Platforms are a double-edged sword that can cut both ways. The payout is big if done well, the cost is high if done poorly.
Enough bad analogies. Moving on...
Build pipelines
A couple years ago I posted about a simple functional programming architecture that I use regardless of whether it is a CLI or a web API.
Reminding teams that are in the business of building automation to build pipelines might seem redundant, but hear me out. A pipeline is a series of steps. Too often I see pipelines that are:
- Take the input.
- Do the thing.
And don't get me wrong, sometimes doing the most straightforward thing is the best place to start to validate an idea. The heart of architecture, in my opinion, is optionality. It is making design choices that make it easy (or at least possible), to enable capabilities the business needs in the future. A future we cannot see.
So consider this small change:
- Take the input.
- Determine the actions.
- Do the actions.
This simple change, turning a program into a pipeline, gives us optionality in the future. That input may produce only 1 action now but we have a design that can be easily extended. For sure, YAGNI and KISS are good principles to keep in mind but it depends what you are building. A quick one off automation? Keep it simple. A Platform that is the basis for the business to build on for years to come? Maybe put some thought into how to evolve requirements over time.
Which brings me to my final and related point...
Composition over ... everything
I could probably write a whole series about composition but this post is already failing as a micro-post so I want to call out one controversial design choice unlocked by mastering good composition in your design.
Designing the perfect API or abstraction is difficult and in a complex environment it is unlikely you will succeed in catering for every teams needs. My controversial advice? Share your internal implementation details.

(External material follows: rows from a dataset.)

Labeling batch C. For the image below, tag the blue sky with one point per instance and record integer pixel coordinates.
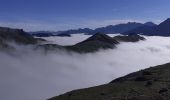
(34, 15)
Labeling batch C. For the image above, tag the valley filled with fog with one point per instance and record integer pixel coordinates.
(27, 74)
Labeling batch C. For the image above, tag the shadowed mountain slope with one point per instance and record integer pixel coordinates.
(149, 84)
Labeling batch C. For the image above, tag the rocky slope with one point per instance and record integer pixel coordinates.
(149, 84)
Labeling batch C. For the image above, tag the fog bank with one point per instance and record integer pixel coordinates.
(32, 75)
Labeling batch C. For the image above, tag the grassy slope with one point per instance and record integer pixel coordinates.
(149, 84)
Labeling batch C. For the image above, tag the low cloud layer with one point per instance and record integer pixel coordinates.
(32, 75)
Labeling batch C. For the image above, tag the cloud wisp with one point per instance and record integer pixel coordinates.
(33, 75)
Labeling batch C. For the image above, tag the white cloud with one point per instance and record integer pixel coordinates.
(47, 26)
(32, 75)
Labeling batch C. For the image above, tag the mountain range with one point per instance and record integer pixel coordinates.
(148, 28)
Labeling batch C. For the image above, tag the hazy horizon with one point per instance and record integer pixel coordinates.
(52, 15)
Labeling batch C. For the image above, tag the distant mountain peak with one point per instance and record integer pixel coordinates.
(150, 24)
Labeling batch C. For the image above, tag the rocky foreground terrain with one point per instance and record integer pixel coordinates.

Ok, that was ragebait but I do mean it. Consider the situation where you have this neat abstraction where a team just needs to define a target workload, some environment setting, and an artifact to deploy. All the internal details are hidden away from the client teams. Now imagine some team comes in with some weird requirements because the business has pivoted and they need to get something highly experimental out ASAP.

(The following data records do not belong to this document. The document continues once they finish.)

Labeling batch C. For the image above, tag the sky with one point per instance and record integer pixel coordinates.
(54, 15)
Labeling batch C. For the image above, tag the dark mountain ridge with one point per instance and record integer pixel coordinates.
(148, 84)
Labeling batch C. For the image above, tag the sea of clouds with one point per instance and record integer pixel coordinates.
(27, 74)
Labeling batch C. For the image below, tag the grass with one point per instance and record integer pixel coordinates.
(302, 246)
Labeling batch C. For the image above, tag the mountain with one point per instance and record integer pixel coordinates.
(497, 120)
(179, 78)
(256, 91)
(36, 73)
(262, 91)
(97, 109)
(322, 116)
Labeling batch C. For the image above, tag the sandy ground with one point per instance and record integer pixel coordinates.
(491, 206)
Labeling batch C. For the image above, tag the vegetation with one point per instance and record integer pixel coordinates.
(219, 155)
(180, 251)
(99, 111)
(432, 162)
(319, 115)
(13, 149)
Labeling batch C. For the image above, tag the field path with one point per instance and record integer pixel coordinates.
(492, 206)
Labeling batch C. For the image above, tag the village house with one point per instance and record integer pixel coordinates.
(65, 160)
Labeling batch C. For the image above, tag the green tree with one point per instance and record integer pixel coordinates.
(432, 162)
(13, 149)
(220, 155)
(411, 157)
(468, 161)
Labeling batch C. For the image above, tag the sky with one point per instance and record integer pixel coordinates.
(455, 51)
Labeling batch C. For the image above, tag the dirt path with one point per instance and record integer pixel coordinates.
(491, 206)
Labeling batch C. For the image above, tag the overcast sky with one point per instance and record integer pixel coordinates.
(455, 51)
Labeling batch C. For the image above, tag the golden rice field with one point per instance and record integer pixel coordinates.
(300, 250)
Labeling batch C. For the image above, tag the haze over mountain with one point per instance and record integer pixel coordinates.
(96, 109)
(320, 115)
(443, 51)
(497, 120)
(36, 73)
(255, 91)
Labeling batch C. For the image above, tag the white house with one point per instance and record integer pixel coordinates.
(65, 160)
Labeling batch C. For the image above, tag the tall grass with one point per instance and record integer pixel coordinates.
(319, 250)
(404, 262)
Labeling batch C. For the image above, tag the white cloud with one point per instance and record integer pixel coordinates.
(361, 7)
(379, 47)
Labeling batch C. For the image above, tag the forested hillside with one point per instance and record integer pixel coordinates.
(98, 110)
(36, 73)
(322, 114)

What happens in these cases? One of 2 things. The platform team needs to drop what they are doing and pivot to unblock this high priority project. They hack something into their beautiful abstraction, breaking the encapsulation, but unblocking the team. Or if teams are really really siloed or bureaucratic, the blocked team is left to hack together their own dodgy solution.
Now consider my alternative. Your beautiful abstraction is built from composable building blocks that represent atomic operations for working with workloads, environments, and artifacts. These building blocks are treated as public APIs and so have detailed documentation. The team with the custom request can now unblock themselves instead of scuttling the platform teams roadmap. The platform team can learn from what the other team built, thoughtfully integrating it using exactly the same building blocks.
Exposing some internal building blocks has major upsides if done intentionally. This allows you to focus on the 80% without screwing over the 20%.
Conclusion
So in conclusion, much like an LLM I am incapable of not being verbose. Top of mind for me of late is that we are rushing into a time of accelerated pace. The use of generative and agentic tools unlocks new opportunities but also amplifies risks. Good practices and fundamentals are becoming more important than ever. We can both generate value faster, or drive our maintenance costs into orbit faster than it takes NPM to get hacked.